Stéphane ajoute que les commerçant deviennent ainsi des communautés en ligne.


La présence sur les réseaux sociaux impact sur les ventes en ligne et en magasin et convertissent les usagers des réseaux en acheteur. Sur les réseaux sociaux : les produits cherchent les personnes et développent une communauté qu’ils convertissent et on cible une population précise et massive. De plus, les formats de publications possibles sur les réseaux sont riches, ce qui ouvre plus de possibilités.

Enfin, internet permet de mesurer le retour sur investissement.

Le social selling

Le social commerce est la possibilité d’effectuer la transaction sur réseaux sociaux, fonctionnalité qui en est à ses débuts actuellement.
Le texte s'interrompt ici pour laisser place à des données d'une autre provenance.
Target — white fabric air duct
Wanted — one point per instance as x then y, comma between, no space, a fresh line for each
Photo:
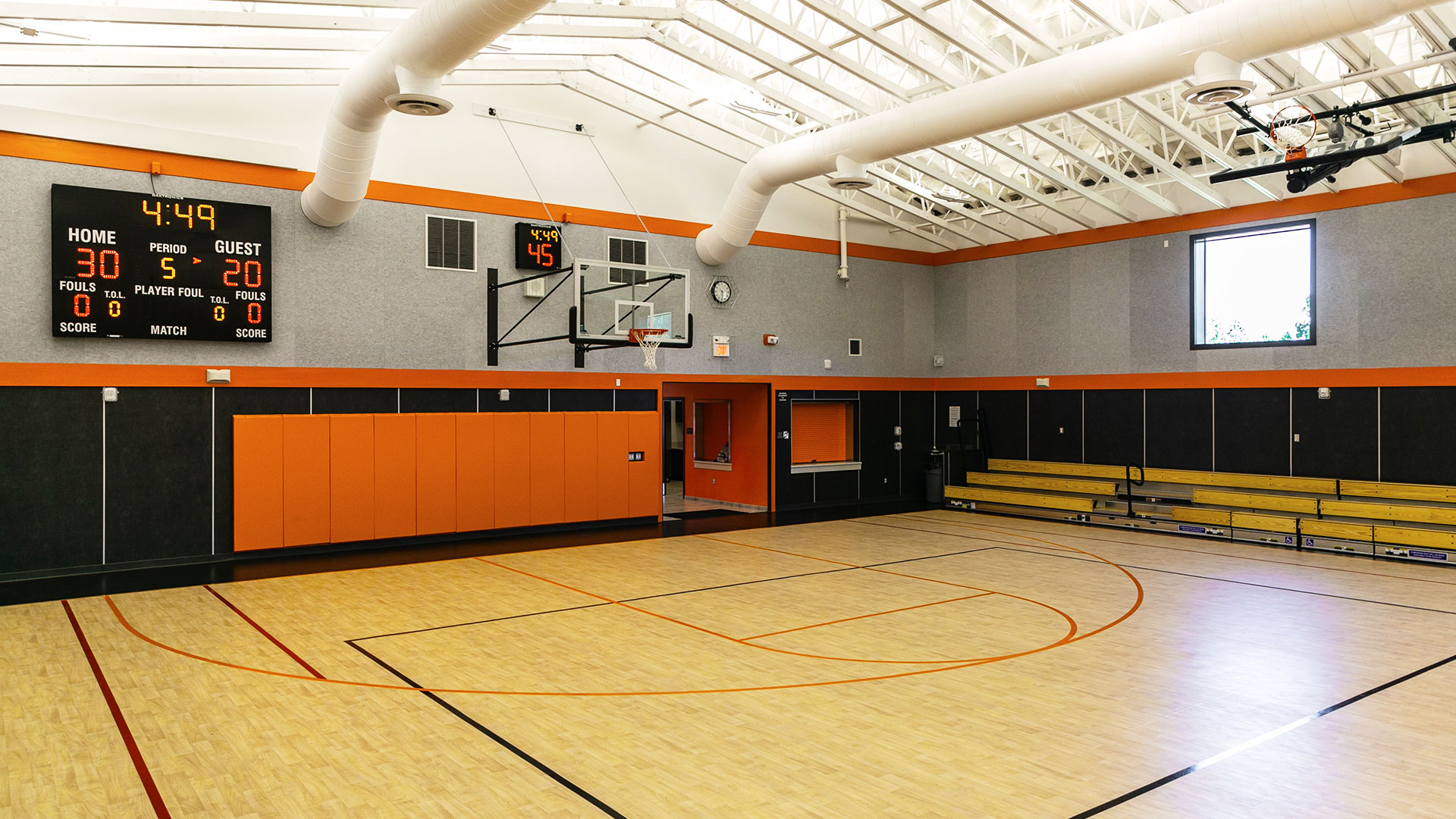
1165,53
403,74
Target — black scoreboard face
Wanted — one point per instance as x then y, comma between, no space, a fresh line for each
538,246
139,265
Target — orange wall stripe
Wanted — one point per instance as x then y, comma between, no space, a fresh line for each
72,152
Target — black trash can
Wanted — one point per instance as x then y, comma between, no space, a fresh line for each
935,477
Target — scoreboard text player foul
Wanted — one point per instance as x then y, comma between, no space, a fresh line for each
140,265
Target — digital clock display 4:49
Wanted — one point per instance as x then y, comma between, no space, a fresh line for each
140,265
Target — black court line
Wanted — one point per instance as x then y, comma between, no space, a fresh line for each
1228,580
497,738
1025,548
1257,741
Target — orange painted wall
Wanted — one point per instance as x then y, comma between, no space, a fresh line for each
351,479
305,480
748,482
256,483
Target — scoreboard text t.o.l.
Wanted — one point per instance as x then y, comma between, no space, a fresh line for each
140,265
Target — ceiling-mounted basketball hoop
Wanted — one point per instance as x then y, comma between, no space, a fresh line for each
1292,129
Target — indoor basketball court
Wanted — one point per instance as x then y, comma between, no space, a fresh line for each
737,409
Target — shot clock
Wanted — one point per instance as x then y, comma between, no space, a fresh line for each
538,246
140,265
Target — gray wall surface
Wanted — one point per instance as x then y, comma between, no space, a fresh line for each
360,297
1385,295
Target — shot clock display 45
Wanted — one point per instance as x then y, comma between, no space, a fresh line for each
140,265
538,246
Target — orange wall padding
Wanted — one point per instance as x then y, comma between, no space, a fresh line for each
513,469
351,479
305,480
435,472
475,471
644,477
612,466
748,480
548,468
394,475
580,482
256,483
823,431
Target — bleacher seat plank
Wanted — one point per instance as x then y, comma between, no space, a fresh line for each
1410,537
1389,512
1250,500
1038,483
1019,499
1335,529
1398,491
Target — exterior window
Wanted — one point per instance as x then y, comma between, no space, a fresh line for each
1254,286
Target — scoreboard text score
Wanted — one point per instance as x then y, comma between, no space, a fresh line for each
140,265
538,246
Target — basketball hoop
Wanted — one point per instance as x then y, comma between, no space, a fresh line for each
1292,129
648,338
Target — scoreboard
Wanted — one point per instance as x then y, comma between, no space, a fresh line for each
140,265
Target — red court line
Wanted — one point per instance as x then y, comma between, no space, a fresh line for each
264,632
147,783
862,617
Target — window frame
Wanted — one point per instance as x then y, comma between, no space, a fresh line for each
1193,284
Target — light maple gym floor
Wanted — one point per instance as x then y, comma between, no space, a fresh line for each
928,664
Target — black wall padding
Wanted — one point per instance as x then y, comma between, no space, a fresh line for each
243,401
1006,423
880,461
50,477
159,490
520,401
948,438
1251,430
1337,436
580,400
435,400
1056,426
916,419
353,400
639,400
1112,426
1419,435
1180,428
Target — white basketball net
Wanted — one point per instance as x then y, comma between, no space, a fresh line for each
650,341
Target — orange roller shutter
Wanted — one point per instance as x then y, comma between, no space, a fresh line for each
351,479
513,469
394,475
612,465
305,480
256,483
475,471
582,465
436,472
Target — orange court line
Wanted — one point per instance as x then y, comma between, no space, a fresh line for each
1197,551
745,642
864,617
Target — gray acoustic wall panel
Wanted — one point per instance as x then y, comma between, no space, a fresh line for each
360,295
1383,295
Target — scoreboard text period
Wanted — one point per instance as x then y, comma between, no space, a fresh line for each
140,265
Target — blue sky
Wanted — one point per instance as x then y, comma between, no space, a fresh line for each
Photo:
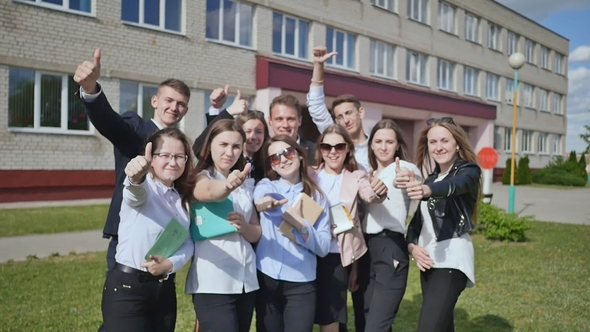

Instagram checkout, par exemple, est testé depuis deux mois aux USA.

La tendance plus forte dans les pays asiatiques (cf WeChat). Cela s’explique par une explosion de la middle class (plus fortunée) et du mobile au même moment. Ici, les millenials vont être les plus gros consommateurs dans les années à venir.

Stéphane précise qu’il faut être là au bon moment. Le prochain défi : la dimension temps pour arriver dans le bon mindset de l’utilisateur, leur parler quand ils écoutent. Alors comment être présent au moment pile où l’utilisateur d’Instagram, par exemple, cherche une paire de chaussure ? Nous verrons les stratégies que les marques mettront en place.

Vient ensuite une démonstration du compte Instagram d’Adidas, qui teste la fonctionnalité Instagram Checkout aux USA. Il suffit de remplir ses données une première fois puis elles sont sauvegardées. Les achats suivants sont ainsi plus rapide. Limiter le nombre de clics entre la décision d’achat et l’achat du produit permet de s’assurer de ne pas perdre l’acheteur. La fonctionnalité tente aussi d’assurer la possibilité de mettre plusieurs produits dans le panier, qui est pour l’instant limité à un.

Caroline ajoute que le social commerce ne se fait pas tout seul. Il faut un partenariat entre les plus grands. Paypal a plus de quarante partenariats et cela change la trajectoire de PayPal et de tous les grands acteurs. Les acteurs du paiement cherchent à supprimer le paiement parce qu’il est vécu comme négatif. Avec la fonctionnalité One touch, il suffit d’un clic pour payer. 30 % des utilisateurs de PayPal l’ont déjà activé.

Instagram Checkout et Netflix servent aussi d’exemples. En effet, pour la plateforme de streaming, il suffit de rentrer ses données de paiements une fois et le renouvellement se fait tous les mois automatiquement.

Comment obtenir plus d’engagement ?

Stéphane et Guillaume insistent sur les tests. Internet nous permet d’avoir beaucoup plus d’indicateurs statistiques différents, permettant ainsi de réaliser des tests. Il faut tester, voir ce qui marche, et apprendre. Et « pensez mobile dès le début ».